Year: 2020
Category: Cultural Architecture
Skills: Rhino, Photoshop, Illustrator
Both sculpture and architecture experience the same design process, the manipulation of three-dimensional space. Throughout the years sculpture went from being associated with monuments and places to isolated and abstract. Another boundary of architecture is landscape. Over many years landscape has become a territory that separated sculpture from architecture. By using the study of sculpture we can start to analyze the fluidity of all three practices, sculpture, landscape, and architecture. In this project, the art of sculpture was experimented at various scales. The relationship between sculpture, landscape, and architecture was developed through a series of iterations. By replicating the ceramic work of the artist Takuto Kuwata, displacement maps were created. By using the art of sculpture it enabled a continuity between landscape and architecture. The Tang Museum serves as a walkthrough experience of a collection of storage artwork of sculptures and other mediums for students at Skidmore college in New York. The Tang Museum integrates a part of the campus that has not been explored by allowing students to connect to nature and art like the architecture is a connection between landscape and the sculpture of the building.
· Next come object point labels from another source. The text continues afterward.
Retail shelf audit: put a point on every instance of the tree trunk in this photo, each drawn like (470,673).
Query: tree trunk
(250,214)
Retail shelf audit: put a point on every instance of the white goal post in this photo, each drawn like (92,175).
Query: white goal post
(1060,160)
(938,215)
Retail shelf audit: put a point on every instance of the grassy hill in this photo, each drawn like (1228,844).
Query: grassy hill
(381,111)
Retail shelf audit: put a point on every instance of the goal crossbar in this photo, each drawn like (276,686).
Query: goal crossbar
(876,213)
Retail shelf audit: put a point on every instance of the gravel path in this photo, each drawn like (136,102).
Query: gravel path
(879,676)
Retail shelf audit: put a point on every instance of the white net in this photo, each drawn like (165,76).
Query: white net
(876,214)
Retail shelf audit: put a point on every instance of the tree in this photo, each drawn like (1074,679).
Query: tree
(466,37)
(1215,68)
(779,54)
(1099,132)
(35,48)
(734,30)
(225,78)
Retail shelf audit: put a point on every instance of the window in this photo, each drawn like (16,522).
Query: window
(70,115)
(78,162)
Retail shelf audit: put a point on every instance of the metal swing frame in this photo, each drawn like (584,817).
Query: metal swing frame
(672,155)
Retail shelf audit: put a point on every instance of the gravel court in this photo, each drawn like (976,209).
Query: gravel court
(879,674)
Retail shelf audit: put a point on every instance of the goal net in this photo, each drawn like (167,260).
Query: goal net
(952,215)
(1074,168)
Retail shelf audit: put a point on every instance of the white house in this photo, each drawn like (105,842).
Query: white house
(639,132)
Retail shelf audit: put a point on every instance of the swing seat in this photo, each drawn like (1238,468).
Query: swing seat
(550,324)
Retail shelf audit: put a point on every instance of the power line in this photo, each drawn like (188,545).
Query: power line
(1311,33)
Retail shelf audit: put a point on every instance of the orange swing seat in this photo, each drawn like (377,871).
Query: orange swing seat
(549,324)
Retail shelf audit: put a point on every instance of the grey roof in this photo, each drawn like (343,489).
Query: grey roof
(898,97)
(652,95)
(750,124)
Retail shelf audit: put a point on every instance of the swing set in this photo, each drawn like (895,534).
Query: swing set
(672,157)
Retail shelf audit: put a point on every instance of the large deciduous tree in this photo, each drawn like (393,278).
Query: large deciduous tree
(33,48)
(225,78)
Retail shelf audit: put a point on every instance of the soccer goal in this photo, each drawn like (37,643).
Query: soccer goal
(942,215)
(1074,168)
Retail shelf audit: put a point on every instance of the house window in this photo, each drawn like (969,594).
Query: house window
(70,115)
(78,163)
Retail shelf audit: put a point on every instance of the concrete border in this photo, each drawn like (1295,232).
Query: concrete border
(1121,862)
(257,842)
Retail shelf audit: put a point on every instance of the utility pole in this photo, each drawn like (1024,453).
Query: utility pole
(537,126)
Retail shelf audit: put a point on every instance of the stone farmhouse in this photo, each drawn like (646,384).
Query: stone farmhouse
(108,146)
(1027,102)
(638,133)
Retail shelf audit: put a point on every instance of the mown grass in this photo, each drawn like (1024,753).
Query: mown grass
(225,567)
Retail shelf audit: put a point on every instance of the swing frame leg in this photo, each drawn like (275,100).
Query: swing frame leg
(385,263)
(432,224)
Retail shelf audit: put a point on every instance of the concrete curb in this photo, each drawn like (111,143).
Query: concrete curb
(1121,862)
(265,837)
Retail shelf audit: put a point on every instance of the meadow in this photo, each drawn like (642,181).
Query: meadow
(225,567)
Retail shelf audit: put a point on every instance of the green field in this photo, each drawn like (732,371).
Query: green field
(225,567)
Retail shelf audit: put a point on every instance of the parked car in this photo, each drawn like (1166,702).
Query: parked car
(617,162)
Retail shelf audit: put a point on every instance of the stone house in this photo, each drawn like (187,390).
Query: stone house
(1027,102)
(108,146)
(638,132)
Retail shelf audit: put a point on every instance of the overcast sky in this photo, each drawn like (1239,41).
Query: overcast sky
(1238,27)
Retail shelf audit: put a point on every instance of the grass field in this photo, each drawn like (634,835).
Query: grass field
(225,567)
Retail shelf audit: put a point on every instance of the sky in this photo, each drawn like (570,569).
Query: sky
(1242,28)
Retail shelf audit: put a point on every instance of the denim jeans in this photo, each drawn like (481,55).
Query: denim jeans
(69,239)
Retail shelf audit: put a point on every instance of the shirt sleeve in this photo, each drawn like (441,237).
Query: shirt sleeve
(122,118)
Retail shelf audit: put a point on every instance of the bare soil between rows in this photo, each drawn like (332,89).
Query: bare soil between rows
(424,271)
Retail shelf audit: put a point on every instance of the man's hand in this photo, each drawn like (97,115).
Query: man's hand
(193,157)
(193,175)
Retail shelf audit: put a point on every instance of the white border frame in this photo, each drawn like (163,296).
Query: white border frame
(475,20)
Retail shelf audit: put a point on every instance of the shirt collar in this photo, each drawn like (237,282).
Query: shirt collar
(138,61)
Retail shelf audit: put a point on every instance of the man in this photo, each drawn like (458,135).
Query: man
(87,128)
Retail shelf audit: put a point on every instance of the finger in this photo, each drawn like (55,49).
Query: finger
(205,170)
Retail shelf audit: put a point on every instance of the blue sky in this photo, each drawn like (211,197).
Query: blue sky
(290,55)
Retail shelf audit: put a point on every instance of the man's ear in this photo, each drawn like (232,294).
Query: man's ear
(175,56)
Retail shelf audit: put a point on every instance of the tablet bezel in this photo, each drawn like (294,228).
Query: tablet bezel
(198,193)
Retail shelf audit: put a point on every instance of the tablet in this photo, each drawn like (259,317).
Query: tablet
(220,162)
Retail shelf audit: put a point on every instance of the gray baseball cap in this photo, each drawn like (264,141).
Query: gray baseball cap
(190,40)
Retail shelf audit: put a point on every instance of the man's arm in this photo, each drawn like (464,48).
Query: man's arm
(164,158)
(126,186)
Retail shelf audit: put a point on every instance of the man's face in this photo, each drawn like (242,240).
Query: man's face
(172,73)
This Rendering captures the dynamic of the building from one end. The view is unique to other views captured because the architecture is lost in it's environment and the sense of depth starts to be obscure.
The Museum is immersed into the forest zone of the college campus. The geometry is clearly shown here. The unique form stretches' from student dorm are to education facilities providing students and faculty a physical space for freedom of mind.
The form of the Museum shapes the circulation of the visitor experience. The floors intertwine and elevate in elevation throughout. As shown in this plan, there are certain parts that are shown at the highest level. Parts of the floor are shown in the distance which gives a sense of depth and understanding that the building moves. This adds to the experience of being in the woods and adapting to the irregularity of it's landscape.
The materiality is seen at a closer perspective in this image. The reflectivity of the glass allows the architecture to blend into it's environment.
This image shows a section of the museum where artwork is displayed as visitors walk through the building. Looking through the full height floor to ceiling glazing is the fully enclosed body of the museum that intersects the fully exposed body. This opposite dynamic provides two different experiences. One in which a visitor experiences nature in all views and another where art is displayed in every direction.